Lily tried to remember. She had snatches of memory: her mother in the kitchen, or in the garden, towering over them, picking them up when they fell over. She was never involved, though. Lily couldn’t imagine her doing something as frivolous as swapping cake for marzipan – something that brought her down to their level.
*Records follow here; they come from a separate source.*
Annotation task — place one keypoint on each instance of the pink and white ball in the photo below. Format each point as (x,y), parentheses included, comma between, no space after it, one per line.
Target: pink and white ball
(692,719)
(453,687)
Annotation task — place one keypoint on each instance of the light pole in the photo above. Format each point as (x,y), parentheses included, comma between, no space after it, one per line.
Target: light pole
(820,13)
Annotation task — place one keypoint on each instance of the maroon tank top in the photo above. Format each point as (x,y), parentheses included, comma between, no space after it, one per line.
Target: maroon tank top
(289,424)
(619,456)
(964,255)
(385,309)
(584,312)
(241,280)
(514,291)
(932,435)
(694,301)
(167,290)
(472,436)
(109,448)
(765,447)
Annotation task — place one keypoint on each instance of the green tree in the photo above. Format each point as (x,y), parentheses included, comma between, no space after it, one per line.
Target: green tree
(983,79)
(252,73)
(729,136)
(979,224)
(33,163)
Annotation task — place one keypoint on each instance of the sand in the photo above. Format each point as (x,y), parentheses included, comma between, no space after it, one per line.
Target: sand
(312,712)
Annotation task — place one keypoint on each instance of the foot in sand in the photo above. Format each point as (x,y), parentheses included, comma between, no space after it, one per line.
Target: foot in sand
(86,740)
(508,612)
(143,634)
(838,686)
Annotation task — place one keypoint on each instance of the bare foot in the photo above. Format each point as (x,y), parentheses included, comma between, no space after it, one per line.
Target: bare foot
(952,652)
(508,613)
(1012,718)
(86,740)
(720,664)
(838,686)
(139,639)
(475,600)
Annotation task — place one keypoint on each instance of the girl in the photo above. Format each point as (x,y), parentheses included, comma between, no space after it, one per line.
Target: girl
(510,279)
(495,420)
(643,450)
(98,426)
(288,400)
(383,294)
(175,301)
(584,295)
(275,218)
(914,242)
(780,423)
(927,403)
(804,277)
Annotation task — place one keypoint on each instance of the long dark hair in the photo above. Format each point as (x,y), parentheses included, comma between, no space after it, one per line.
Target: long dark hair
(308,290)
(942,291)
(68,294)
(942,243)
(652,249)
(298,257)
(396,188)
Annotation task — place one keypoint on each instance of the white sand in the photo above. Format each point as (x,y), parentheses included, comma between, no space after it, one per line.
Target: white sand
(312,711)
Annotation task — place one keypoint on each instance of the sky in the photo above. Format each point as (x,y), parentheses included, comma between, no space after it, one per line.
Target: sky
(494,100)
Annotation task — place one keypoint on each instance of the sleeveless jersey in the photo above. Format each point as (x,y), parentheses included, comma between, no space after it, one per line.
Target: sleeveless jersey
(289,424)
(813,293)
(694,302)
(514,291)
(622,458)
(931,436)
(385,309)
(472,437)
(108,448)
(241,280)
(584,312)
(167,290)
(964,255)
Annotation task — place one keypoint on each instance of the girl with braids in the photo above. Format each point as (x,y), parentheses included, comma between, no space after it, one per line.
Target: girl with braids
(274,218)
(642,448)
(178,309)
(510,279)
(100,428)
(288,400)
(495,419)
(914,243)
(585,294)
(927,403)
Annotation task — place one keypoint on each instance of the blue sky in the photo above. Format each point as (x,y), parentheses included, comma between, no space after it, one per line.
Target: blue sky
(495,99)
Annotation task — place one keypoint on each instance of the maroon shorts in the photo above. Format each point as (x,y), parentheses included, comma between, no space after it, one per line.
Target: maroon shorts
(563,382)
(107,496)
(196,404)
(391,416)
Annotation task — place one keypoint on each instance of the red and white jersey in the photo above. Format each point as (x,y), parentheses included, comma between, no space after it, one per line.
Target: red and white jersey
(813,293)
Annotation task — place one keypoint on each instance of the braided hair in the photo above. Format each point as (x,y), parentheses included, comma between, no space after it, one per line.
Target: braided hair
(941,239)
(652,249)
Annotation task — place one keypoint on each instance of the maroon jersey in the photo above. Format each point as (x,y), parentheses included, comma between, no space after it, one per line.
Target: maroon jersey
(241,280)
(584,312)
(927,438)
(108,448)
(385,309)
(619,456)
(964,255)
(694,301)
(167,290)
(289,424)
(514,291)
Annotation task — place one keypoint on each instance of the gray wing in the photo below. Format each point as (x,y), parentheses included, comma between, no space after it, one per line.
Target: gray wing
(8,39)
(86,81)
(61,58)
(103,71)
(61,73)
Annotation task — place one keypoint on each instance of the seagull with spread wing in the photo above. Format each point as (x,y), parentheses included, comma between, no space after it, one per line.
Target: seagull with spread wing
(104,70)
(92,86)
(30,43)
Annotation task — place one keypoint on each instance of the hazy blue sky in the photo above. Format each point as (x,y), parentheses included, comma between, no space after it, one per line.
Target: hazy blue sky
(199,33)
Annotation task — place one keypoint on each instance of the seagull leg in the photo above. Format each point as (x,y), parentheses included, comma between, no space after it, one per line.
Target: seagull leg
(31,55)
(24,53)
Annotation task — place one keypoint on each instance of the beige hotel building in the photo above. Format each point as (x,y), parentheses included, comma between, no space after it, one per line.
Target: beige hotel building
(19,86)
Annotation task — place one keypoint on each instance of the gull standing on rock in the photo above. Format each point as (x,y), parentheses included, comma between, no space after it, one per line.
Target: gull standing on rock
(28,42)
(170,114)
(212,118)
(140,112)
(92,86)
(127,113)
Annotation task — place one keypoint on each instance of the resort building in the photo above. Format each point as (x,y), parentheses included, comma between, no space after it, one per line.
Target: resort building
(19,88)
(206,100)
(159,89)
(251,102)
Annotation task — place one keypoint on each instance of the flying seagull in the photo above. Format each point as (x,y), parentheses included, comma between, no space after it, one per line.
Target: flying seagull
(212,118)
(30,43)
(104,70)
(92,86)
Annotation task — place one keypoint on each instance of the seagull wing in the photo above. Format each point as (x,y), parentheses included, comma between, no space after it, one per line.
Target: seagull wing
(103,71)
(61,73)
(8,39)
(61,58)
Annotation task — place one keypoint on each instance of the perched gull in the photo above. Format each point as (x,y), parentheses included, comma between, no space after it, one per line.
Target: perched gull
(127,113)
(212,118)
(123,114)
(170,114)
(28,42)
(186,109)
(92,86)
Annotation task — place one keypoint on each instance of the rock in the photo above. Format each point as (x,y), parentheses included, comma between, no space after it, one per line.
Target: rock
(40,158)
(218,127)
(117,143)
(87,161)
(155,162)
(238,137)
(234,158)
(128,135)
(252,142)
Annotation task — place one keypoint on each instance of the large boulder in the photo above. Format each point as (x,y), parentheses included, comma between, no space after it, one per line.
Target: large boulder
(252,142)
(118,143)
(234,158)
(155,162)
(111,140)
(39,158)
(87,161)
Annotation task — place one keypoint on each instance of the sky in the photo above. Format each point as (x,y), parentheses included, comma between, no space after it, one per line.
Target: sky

After dinner was cleared away they retreated back to the living room, and Marcus put on a film. Lily stayed just long enough to ensure that everyone was suitably engrossed, that she wouldn’t be missed, and then she slipped upstairs to her room.

She felt separated from the rest of them, in a way she couldn’t put her finger on. As if there was something going on behind the scenes that she couldn’t quite grasp. All the false cheer, which only that morning had seemed so genuine. As if they had all discussed it the night before and decided that, for one day only, they were going to be a real family – happy, carefree, pretending they liked each other – and then, when the darkness drew in, all would be allowed to return to normal. Lily lay down on her bed and pulled her covers over her head, enjoying being cocooned in the darkness. What was the point? she wondered. If they had no intention of carrying it on into the future, then why was this one day so important?

There was a soft knock at her bedroom door. Lily froze under the covers, taking care not to move her chest when she breathed in and out. Another knock, and then the low creak of the door being pushed open. ‘Lils?’

She exhaled at the sound of Connie’s voice, and pushed back the covers so her head poked out of the top. Connie pushed the door closed behind her, then sat down on the end of the bed, careful not to crush Lily’s feet. ‘You okay? They were asking after you.’

Lily nodded.

‘Sure?’

She nodded again. Connie reached out a hand, found the lump of her ankle under the duvet and squeezed it, gently.

‘You know they’ll have stopped all this happy families crap by tomorrow, don’t you? We just have to get through one day. Pretend we all like each other. Then back to normal.’

Lily watched the outline of her sister in the dark, expressionless, and said nothing.